Cross-Clinic De-Identification of Swedish Electronic Health Records: Nuances and Caveats
Olle Bridal | Thomas Vakili | Marina Santini
Proceedings of the Workshop on Ethical and Legal Issues in Human Language Technologies and Multilingual De-Identification of Sensitive Data In Language Resources within the 13th Language Resources and Evaluation Conference

Downstream Task Performance of BERT Models Pre-Trained Using Automatically De-Identified Clinical Data
Thomas Vakili | Anastasios Lamproudis | Aron Henriksson | Hercules Dalianis
Proceedings of the Thirteenth Language Resources and Evaluation Conference

Automatic de-identification is a cost-effective and straightforward way of removing large amounts of personally identifiable information from large and sensitive corpora. However, these systems also introduce errors into datasets due to their imperfect precision. These corruptions of the data may negatively impact the utility of the de-identified dataset. This paper de-identifies a very large clinical corpus in Swedish either by removing entire sentences containing sensitive data or by replacing sensitive words with realistic surrogates. These two datasets are used to perform domain adaptation of a general Swedish BERT model. The impact of the de-identification techniques is assessed by training and evaluating the models using six clinical downstream tasks. The results are then compared to a similar BERT model domain-adapted using an unaltered version of the clinical corpus. The results show that using an automatically de-identified corpus for domain adaptation does not negatively impact downstream performance. We argue that automatic de-identification is an efficient way of reducing the privacy risks of domain-adapted models and that the models created in this paper should be safe to distribute to other academic researchers.
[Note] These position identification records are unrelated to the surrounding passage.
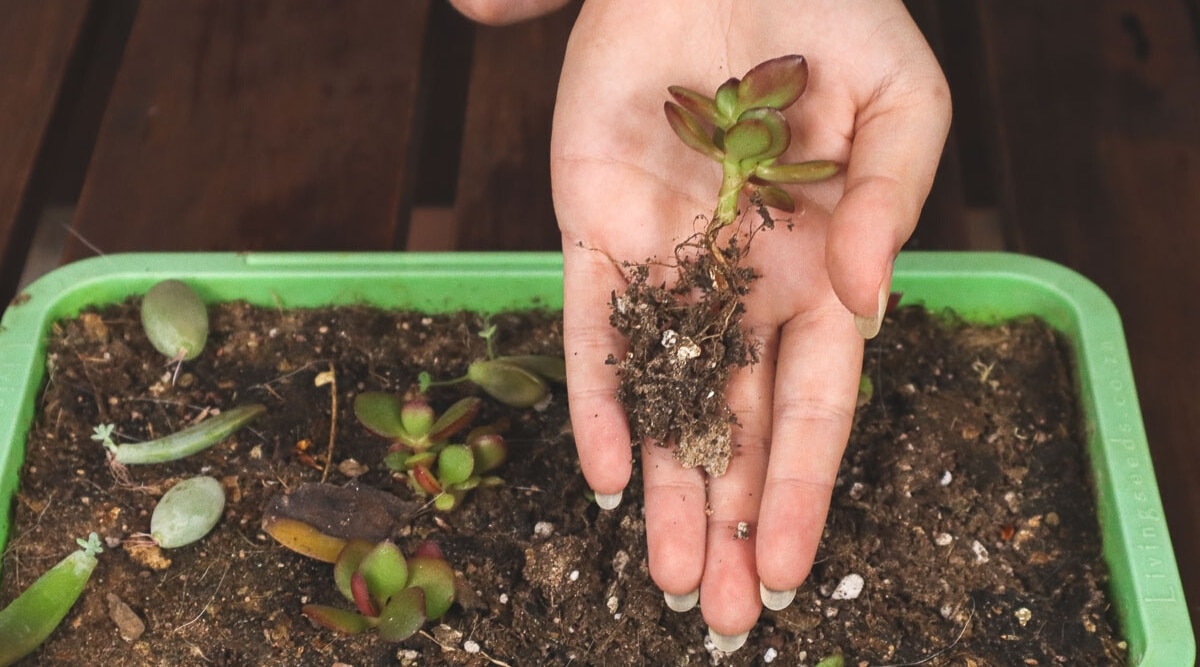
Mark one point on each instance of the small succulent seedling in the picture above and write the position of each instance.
(743, 128)
(393, 595)
(29, 619)
(516, 380)
(685, 335)
(175, 319)
(423, 449)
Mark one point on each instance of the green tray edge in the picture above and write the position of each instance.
(977, 286)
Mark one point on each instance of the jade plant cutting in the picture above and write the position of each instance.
(393, 594)
(685, 338)
(423, 449)
(516, 380)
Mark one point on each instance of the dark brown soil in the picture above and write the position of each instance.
(963, 504)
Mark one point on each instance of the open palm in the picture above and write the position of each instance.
(625, 188)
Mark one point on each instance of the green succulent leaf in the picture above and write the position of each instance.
(175, 319)
(455, 464)
(385, 572)
(397, 461)
(700, 106)
(775, 122)
(508, 383)
(417, 418)
(403, 616)
(799, 173)
(408, 461)
(490, 449)
(341, 620)
(774, 197)
(834, 660)
(777, 83)
(552, 368)
(461, 488)
(747, 139)
(436, 578)
(347, 563)
(689, 130)
(187, 512)
(455, 419)
(727, 103)
(381, 413)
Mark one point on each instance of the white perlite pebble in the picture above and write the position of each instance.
(849, 588)
(979, 551)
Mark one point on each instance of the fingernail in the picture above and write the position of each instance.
(682, 602)
(775, 600)
(609, 500)
(869, 326)
(727, 643)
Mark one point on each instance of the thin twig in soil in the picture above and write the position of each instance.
(952, 644)
(209, 604)
(330, 378)
(481, 653)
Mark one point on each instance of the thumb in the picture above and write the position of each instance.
(892, 163)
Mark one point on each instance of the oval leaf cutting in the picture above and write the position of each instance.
(187, 512)
(175, 319)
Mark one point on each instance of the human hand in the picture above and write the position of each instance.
(627, 190)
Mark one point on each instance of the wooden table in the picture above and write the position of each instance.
(324, 125)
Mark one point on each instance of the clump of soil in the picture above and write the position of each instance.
(963, 505)
(684, 342)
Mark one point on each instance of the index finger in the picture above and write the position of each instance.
(601, 431)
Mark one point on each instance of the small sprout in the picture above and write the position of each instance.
(421, 448)
(391, 594)
(103, 434)
(743, 128)
(516, 380)
(509, 383)
(412, 424)
(29, 619)
(185, 443)
(187, 512)
(175, 320)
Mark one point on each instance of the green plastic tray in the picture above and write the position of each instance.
(982, 287)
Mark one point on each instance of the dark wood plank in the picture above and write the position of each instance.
(37, 42)
(270, 125)
(1098, 116)
(503, 198)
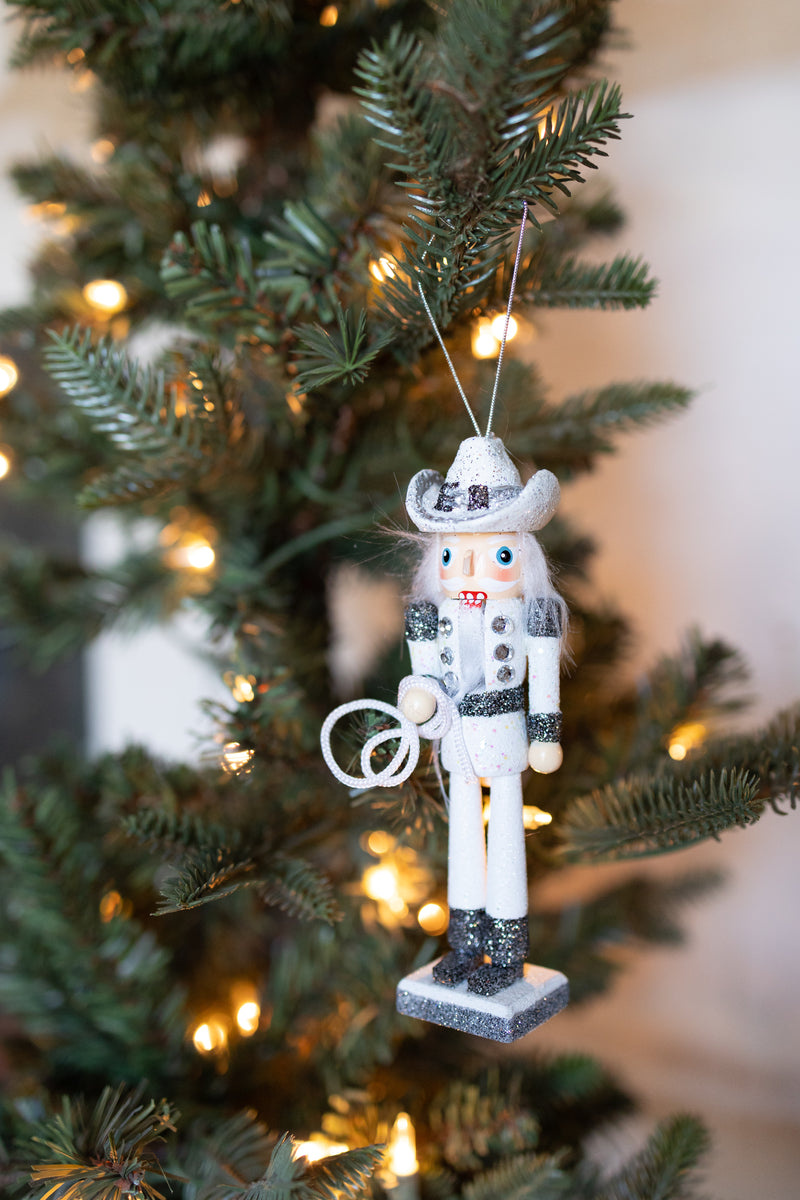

Utility Preservation of Clinical Text After De-Identification
Thomas Vakili | Hercules Dalianis
Proceedings of the 21st Workshop on Biomedical Language Processing

Electronic health records contain valuable information about symptoms, diagnosis, treatment and outcomes of the treatments of individual patients. However, the records may also contain information that can reveal the identity of the patients. Removing these identifiers - the Protected Health Information (PHI) - can protect the identity of the patient. Automatic de-identification is a process which employs machine learning techniques to detect and remove PHI. However, automatic techniques are imperfect in their precision and introduce noise into the data. This study examines the impact of this noise on the utility of Swedish de-identified clinical data by using human evaluators and by training and testing BERT models. Our results indicate that de-identification does not harm the utility for clinical NLP and that human evaluators are less sensitive to noise from de-identification than expected.

Evaluating Pre-Trained Language Models for Focused Terminology Extraction from Swedish Medical Records
Oskar Jerdhaf | Marina Santini | Peter Lundberg | Tomas Bjerner | Yosef Al-Abasse | Arne Jonsson | Thomas Vakili
Proceedings of the Workshop on Terminology in the 21st century: many faces, many places

In the experiments briefly presented in this abstract, we compare the performance of a generalist Swedish pre-trained language model with a domain-specific Swedish pre-trained model on the downstream task of focussed terminology extraction of implant terms, which are terms that indicate the presence of implants in the body of patients. The fine-tuning is identical for both models. For the search strategy we rely on KD-Tree that we feed with two different lists of term seeds, one with noise and one without noise. Results shows that the use of a domain-specific pre-trained language model has a positive impact on focussed terminology extraction only when using term seeds without noise.